Making individual PDFs and their metadata takes longer, but the end product is so much more useful that we do it when we can. We do not try to do this for very short pieces in newsletters or non-scholarly content. If you have chosen to split content into articles, then you have increased your metadata requirements tremendously. We put the data in a spreadsheet and fill common values down. If the title is local, you may have a listing of articles in a document or web page that could give you a start on the data entry. Splitting content into articles opens the possibility for OpenURL linking.

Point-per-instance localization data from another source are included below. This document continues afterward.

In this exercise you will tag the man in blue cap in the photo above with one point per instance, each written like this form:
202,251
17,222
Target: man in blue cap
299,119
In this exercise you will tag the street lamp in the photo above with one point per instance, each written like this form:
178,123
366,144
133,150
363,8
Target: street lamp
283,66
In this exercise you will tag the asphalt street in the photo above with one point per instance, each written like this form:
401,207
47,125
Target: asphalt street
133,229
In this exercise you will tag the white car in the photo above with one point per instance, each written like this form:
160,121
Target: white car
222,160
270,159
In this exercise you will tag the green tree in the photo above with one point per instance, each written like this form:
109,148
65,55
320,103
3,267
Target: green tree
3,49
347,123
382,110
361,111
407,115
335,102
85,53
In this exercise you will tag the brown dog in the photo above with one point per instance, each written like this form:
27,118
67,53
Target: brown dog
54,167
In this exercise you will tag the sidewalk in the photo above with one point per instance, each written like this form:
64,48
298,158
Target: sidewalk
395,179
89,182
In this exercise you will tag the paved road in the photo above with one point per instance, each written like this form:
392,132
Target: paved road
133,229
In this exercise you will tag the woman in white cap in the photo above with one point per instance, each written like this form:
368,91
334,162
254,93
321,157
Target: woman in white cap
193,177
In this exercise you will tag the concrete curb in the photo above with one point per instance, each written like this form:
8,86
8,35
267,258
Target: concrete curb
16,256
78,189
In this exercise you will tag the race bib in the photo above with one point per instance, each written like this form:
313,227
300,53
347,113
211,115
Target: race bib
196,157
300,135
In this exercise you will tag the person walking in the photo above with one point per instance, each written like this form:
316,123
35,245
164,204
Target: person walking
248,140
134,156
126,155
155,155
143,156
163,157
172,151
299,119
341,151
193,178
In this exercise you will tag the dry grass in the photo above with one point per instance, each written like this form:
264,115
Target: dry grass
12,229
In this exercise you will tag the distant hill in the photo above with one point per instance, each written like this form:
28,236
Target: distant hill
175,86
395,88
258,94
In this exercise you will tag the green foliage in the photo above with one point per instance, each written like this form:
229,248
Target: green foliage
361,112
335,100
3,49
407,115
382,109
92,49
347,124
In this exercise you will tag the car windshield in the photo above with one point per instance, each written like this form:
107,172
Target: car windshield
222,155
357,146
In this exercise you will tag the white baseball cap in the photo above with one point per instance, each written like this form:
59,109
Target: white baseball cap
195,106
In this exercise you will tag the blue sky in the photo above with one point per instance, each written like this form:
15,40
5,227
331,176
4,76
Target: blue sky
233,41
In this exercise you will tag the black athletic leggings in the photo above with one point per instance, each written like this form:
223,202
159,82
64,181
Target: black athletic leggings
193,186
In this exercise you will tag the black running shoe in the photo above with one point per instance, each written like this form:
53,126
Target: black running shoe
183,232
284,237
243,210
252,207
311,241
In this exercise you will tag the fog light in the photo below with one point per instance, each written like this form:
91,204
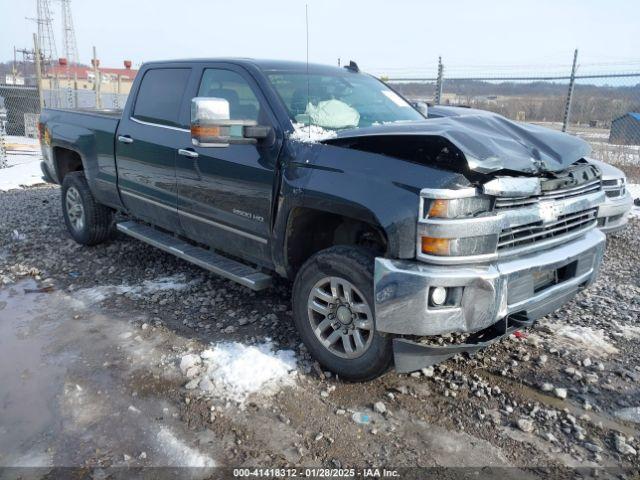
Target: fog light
438,296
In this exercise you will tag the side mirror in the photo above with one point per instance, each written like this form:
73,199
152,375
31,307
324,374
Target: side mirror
211,125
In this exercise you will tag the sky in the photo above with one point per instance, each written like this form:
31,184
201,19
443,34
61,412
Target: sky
393,38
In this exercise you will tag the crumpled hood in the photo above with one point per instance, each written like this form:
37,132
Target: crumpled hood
490,142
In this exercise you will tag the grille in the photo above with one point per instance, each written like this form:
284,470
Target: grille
518,202
535,232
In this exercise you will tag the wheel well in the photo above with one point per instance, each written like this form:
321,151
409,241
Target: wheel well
66,161
310,230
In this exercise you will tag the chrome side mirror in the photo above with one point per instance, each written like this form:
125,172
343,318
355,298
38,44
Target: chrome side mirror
211,125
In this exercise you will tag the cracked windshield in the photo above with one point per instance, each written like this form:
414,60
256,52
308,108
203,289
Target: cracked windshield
336,102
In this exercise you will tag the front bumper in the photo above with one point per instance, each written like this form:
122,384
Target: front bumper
613,214
487,293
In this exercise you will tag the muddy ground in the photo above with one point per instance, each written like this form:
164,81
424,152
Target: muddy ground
90,371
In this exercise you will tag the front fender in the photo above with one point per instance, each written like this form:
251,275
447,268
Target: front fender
373,188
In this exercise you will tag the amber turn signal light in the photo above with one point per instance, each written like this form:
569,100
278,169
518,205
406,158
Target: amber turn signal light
203,132
439,208
435,246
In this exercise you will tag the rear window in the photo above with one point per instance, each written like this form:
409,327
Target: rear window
160,95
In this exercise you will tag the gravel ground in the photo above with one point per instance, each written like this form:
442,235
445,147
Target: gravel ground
564,393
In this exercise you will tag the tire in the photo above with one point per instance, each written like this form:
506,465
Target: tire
343,268
88,222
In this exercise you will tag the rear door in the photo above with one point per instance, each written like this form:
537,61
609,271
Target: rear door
146,144
225,194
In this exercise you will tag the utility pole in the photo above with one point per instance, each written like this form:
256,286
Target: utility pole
3,146
96,78
36,60
75,89
572,81
44,20
69,34
14,70
439,80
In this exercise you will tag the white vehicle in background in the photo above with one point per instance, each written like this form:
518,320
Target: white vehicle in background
613,214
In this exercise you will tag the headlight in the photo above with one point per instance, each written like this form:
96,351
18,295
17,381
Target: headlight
448,223
458,207
458,247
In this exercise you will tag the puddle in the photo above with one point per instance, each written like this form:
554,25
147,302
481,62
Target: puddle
28,395
67,394
557,403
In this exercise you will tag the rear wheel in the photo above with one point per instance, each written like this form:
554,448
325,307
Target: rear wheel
334,313
88,222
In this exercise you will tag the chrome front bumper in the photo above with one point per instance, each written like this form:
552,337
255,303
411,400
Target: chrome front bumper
487,292
613,214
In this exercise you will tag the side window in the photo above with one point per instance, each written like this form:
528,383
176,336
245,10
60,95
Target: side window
243,103
160,95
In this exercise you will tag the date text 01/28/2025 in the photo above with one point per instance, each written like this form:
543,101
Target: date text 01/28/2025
315,472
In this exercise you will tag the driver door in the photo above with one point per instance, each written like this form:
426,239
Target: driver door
225,193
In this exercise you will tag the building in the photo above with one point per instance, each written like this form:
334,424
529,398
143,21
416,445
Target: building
625,130
82,77
82,72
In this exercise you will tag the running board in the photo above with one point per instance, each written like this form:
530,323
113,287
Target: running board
207,259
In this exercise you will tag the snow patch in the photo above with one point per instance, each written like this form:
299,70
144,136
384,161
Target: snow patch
22,171
93,295
634,190
235,371
310,133
577,337
630,414
179,454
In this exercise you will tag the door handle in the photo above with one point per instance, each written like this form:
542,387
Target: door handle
188,153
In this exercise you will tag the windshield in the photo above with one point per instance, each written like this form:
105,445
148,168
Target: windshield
340,101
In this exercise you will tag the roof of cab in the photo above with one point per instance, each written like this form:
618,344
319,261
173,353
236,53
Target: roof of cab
263,64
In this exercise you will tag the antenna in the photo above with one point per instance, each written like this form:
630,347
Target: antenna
69,34
46,39
306,18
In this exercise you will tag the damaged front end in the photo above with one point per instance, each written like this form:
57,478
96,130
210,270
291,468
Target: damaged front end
485,143
515,243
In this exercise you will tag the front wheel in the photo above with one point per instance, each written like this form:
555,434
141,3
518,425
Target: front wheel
334,313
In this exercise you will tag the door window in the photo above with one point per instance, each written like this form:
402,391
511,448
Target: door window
160,96
231,86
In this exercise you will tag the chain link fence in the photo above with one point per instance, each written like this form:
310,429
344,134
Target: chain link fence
602,108
20,107
600,105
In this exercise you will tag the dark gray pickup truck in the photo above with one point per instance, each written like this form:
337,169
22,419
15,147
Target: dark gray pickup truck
394,227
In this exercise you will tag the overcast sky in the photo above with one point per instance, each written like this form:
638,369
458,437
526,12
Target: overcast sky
393,37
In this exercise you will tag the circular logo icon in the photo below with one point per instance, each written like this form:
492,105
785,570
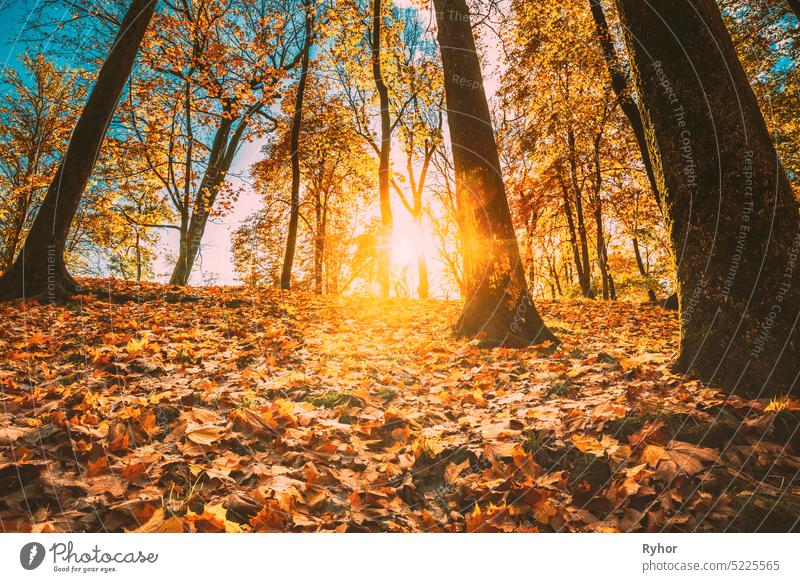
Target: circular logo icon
31,555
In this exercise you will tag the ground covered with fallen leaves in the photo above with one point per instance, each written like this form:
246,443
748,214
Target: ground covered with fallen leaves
237,409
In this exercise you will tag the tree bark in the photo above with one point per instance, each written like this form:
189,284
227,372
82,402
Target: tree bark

Search engines may lead directly to a PDF and people may save the PDF to their computer. The PDF should ideally have enough information in it that people can properly cite the content and can find where they got it. This could mean adding a new cover page, like JSTOR (especially since older articles often didn’t include the citation in a header or footer). This could also be done by adding author, title, rights, and URL to the properties.Another nice feature is to adjust the PDF pagination so that you can type in the actual page number and go to that page of a scan. This isn’t hard to do, but can make a long article much easier to use.
One other thing to remember – you can request an ISSN for an old title. You may want to request one for the electronic version once it is on line, if you have a journal site. You may also want to get the title into link resolver knowledgebase. Hopefully it is standard practice locally to notify cataloging when a title is online so that it can be cataloged.
If the title has changed, the digitization staff may not really know how to deal with this. Make sure the change is clear on the site.
Pay attention to your local efforts to make sure your serials are as accessible and useable as possible. There are lots of opportunities, from metadata to advice about making sure the digitized titles are in the e-journal flow. But even if you are in the department, serials still may not be represented as you would like.Digitization of back volumes seems like a series of compromises. We want it done well so that it doesn’t need to done again, but we have limited resources and we are not charging for the content, so. We try to make the best decisions we can based on how we think people will use the content and what we can afford to do. We have been striving for good enough, but as expectation rise, I’m not sure I always know what good enough is any longer. Remember: make sure your content is where the users are and keep your data standard and open.